Earlier this month, I was in Lisbon for a conference but managed to squeeze in a few days to get to know the charming city. Although my time was short, I tried to explore as many of the must-see spots as possible but also made sure to get off the beaten path to get to know the “quirkier” side of the city.
One such spot was the Hospital de Bonecas (or Doll Hospital): a hauntingly, enchanting collector’s toy store and doll repair shop located on the busy Praça da Figueira square.
Once upon a time there was an old lady who long ago, when still there weren’t cars in the streets, used to sit at the entrance door of a herbs shop making cloth dolls. That shop stood near a market. At that time, children always accompanied their parents or grandparents when they needed to go to the market. If was an amusing activity, as much as it is nowadays to go to a shopping centre or, perhaps, even more.
There were ducks, rabbits, chicken, pigeons, colourful fish, fruit, flowers. All these products made a dramatic mixture of sounds and smells together with bunches of carrots and smelly cabbages. Children were not afraid of getting lost. Everybody knew each other by their names and Lisbon seemed to be a small town.
So, now and then, mornings were spent near miss Carlota, looking at the dolls she used to make. Sometimes, people referred to the “illnesses” of their own dolls and the old lady had always a word which might “treat” them. This was, i think, the very beginning of The Doll Hospital.
Years went by and the market moved away. Children became adults – mums and grannies – who, by their turn, told their children about a small shop where time seemed to stop and children, without being hurried, could roleplay whenever they liked. We are still doing the same even today.

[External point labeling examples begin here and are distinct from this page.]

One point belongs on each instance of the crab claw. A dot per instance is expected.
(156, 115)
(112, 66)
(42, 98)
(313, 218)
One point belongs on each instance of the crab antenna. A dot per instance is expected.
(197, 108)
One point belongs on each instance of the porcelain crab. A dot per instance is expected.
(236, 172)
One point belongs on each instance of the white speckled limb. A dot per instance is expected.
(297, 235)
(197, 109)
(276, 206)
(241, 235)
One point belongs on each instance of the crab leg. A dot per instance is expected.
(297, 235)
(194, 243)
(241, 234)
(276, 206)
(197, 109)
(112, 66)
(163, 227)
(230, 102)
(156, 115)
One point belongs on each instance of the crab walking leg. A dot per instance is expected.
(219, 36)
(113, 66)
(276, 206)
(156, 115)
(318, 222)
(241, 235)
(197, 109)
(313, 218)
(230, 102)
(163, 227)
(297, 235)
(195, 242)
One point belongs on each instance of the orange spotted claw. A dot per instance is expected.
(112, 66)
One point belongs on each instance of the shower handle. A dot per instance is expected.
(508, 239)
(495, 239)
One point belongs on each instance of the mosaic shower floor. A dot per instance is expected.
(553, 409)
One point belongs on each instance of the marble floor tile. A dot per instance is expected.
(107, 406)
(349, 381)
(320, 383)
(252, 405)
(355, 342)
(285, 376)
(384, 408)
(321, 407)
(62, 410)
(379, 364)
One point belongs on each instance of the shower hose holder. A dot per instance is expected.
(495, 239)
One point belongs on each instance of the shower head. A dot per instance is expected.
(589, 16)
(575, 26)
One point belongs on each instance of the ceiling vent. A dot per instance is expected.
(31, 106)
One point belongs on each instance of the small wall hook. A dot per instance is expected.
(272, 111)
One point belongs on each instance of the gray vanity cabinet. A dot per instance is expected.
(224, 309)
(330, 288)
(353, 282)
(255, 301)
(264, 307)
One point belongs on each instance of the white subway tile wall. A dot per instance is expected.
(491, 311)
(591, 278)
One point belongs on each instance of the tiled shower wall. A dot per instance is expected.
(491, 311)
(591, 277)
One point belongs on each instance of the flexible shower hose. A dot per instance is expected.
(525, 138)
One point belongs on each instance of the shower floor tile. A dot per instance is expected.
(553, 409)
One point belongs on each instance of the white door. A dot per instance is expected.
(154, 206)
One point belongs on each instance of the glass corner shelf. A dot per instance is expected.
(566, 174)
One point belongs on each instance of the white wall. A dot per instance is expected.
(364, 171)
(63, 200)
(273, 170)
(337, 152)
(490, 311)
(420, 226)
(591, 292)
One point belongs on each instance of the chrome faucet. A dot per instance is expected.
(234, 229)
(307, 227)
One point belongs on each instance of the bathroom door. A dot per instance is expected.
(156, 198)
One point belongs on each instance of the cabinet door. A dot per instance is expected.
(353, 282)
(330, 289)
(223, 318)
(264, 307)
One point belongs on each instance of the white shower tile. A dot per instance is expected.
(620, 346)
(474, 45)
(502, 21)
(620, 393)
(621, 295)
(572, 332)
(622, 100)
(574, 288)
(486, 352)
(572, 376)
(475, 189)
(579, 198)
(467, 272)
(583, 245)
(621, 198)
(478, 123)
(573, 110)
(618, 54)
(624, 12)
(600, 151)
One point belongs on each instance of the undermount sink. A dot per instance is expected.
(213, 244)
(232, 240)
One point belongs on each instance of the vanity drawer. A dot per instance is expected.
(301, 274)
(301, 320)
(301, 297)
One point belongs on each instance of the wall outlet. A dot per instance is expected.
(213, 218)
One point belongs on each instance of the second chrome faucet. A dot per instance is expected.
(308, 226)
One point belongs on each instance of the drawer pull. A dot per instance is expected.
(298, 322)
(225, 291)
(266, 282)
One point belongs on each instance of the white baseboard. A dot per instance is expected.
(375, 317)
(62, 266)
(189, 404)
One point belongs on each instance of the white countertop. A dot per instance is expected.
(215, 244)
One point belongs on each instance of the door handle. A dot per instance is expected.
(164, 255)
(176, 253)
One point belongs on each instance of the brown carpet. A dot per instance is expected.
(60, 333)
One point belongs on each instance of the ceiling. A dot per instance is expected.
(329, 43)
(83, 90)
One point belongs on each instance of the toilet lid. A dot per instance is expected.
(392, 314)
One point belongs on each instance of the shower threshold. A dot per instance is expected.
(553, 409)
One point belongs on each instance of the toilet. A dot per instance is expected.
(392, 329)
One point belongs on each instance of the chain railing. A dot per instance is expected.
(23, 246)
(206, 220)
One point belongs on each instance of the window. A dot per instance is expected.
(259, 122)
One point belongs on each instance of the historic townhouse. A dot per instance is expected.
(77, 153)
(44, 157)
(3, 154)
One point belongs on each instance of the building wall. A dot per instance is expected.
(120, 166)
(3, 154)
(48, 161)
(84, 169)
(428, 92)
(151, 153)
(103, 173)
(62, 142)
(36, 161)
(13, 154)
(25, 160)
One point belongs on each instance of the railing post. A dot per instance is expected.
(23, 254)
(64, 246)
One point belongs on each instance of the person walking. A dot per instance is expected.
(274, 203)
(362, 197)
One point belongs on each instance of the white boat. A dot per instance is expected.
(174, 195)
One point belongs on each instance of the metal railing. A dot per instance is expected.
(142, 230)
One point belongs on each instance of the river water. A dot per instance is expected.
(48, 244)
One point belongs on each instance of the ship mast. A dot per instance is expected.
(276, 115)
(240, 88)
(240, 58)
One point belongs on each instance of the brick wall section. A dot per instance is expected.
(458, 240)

Source: Hospital de Bonecas
When you first walk into the “hospital”, it’s not much of a hospital-hospital. It’s more like a collector’s toy store featuring more trinkets for a doll house than most people have in their actual homes. All carefully prepared and detailed to the micro-brush stroke. It’s hard not to appreciate the artistry behind it.
But I was not there to meet the healthy, shiny dolls: they would find welcoming homes soon. I was there to visit the “patients”, those in need of some extra TLC and those the world may have forgotten. Those once loved, but still lovable.